Monday, June 1, 2009

It's Not Linux's Fault, But... (Part 1 - Installation)

Ubuntu 9.04 is very cool. With Compiz Fusion installed, the desktop experience is down right amazing.

Yet, to get there, I have to spend a lot of time installing things and tweaking my system and at the end of the day, a lot of what I consider essential applications are still not working.

To be fair, a lot of my problems are not Linux's fault. Usually, it is an application or a piece of hardware that does not have native Linux support by their vendor. There is very little the Linux developers can do about it.

However, whether the problem is a geniune Linux problem or a vendor problem is beside the point. For most users, they are not going to distinguish the differences. What counts is the total experience, and if my experience with desktop Linux is typical, I am afraid that desktop Linux is never going to be mainstream.

This is the first part of a 3 part series documenting my installation of Ubuntu 9.04 as my desktop OS.

I am quite familiar with Linux, using it mostly for small server setups. Recently I decided to give Ubuntu 9.04 a try as an desktop OS because I want to look at some available desktop OS options before upgrading to Windows 7 (my current desktop is XP).

My first trouble was Grub, the boot manager of choice of Ubuntu. Because I wanted a dual boot system, so I created a partition in my hard drive and installed Ubuntu 9.04 on it, keeping my Windows installation in another partition. After the installation, I restarted my computer.
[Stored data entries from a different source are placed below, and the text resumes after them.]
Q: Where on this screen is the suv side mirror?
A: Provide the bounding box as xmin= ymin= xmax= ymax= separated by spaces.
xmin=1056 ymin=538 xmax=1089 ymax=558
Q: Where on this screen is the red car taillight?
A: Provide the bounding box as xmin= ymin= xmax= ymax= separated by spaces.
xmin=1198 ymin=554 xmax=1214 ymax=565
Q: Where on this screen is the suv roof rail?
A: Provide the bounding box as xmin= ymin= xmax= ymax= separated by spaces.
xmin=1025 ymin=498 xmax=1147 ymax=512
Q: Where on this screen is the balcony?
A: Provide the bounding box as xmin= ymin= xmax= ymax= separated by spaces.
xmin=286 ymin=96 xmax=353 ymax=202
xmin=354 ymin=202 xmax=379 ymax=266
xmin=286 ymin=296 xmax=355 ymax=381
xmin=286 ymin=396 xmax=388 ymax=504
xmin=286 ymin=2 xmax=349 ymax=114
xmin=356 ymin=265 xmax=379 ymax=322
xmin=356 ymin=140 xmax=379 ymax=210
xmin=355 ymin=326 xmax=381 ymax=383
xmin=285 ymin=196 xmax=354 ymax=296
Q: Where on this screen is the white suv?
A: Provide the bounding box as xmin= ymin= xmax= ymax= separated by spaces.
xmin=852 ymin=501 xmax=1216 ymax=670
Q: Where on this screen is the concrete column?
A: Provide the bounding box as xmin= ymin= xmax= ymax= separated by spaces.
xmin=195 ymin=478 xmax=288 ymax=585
To my surprise, I was still booting into Windows. After some googling, I found that I had installed Grub in the wrong hard drive. Once I installed Grub on the correct drive, I could boot into Ubuntu, but then Grub failed to boot into Windows.

I suspect most casual users who want to give desktop Linux a try would simply give up at this point.
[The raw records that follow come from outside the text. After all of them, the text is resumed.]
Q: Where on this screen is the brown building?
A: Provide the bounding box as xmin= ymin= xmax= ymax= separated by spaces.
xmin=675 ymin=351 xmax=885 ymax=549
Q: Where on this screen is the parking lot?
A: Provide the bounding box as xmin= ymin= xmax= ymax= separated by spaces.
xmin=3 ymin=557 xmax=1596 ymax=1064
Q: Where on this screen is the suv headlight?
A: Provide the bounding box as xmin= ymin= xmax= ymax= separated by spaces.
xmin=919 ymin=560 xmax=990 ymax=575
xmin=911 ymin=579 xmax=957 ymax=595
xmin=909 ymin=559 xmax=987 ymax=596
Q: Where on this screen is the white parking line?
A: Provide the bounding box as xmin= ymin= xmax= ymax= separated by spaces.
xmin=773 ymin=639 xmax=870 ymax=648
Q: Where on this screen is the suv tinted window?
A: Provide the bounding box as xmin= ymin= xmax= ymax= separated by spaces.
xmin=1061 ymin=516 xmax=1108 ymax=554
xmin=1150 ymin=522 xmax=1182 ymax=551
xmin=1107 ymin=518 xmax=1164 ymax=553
Apparently, the automatically generated Grub script was pointing into the wrong partition where Windows was located. I had to modify the Grub script to correct that. By the time Grub worked, 30 minutes of my life was gone.

The next challenge was my wireless network card. I had a Trendnet card. I am familiar with this card enough that I know there is no native Linux driver. So I used ndiswrapper (driver wrapper that lets Linux uses Windows networking driver) as a substitute. In the process, I have to look up the wireless chipset, find the right driver and install the driver with ndiswrapper with command lines. This time I had it easy, I am comfortable with Unix command lines, but I can imagine someone who is not will be quite turn off.
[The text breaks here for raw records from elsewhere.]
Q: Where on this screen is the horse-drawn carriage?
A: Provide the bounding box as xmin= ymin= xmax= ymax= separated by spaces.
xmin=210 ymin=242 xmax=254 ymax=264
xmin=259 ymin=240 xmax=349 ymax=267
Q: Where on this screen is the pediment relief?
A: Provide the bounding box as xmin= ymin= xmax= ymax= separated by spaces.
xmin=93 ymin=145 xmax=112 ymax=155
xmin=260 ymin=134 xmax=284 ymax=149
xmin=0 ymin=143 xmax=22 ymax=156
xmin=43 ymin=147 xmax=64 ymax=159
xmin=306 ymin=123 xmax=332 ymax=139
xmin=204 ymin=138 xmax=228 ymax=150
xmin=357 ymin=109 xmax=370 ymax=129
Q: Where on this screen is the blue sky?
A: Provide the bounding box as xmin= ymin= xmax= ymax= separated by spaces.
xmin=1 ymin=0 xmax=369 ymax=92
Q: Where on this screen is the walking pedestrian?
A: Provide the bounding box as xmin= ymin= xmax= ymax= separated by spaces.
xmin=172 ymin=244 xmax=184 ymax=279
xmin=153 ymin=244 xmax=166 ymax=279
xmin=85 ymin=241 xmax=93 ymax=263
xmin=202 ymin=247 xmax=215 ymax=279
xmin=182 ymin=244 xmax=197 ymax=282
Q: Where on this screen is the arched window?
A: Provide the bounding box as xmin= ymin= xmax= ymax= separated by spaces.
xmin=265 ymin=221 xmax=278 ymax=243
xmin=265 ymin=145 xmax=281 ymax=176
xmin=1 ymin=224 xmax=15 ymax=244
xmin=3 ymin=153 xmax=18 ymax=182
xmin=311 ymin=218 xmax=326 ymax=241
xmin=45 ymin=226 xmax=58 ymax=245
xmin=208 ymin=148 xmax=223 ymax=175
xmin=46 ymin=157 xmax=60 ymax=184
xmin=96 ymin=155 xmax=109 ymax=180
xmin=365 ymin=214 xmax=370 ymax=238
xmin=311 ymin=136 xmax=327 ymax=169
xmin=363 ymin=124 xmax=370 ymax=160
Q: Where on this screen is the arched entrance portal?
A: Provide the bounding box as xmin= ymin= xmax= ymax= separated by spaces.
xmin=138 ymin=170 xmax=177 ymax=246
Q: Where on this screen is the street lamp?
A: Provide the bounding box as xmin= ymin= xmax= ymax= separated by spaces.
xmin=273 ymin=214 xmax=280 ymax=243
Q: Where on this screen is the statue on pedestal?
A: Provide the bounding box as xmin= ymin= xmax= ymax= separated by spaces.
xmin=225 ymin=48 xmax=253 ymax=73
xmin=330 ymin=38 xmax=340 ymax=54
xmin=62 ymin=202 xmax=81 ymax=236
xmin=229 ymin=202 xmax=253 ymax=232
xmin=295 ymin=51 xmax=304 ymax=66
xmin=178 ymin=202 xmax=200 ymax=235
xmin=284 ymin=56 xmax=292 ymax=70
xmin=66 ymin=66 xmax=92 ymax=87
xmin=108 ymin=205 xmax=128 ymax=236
The next challenge setting up Chinese input methods. Setting up SCIM for multi-language input itself is easy enough, but the availability and quality of input methods are rather poor compared to Windows. I have no formal training in Chinese input method and relies on an rather obscure method I learned on Windows for inputting Chinese. Unfortunately, the equivalent method on Linux sucks badly. If you are not familiar with inputting with a non-Roman alphabet language, you probably have no idea what I am talking about, but take my words for it, it is so bad to a point I am in the process of modifying a Chinese input method to suit my need, and it is not a one day job.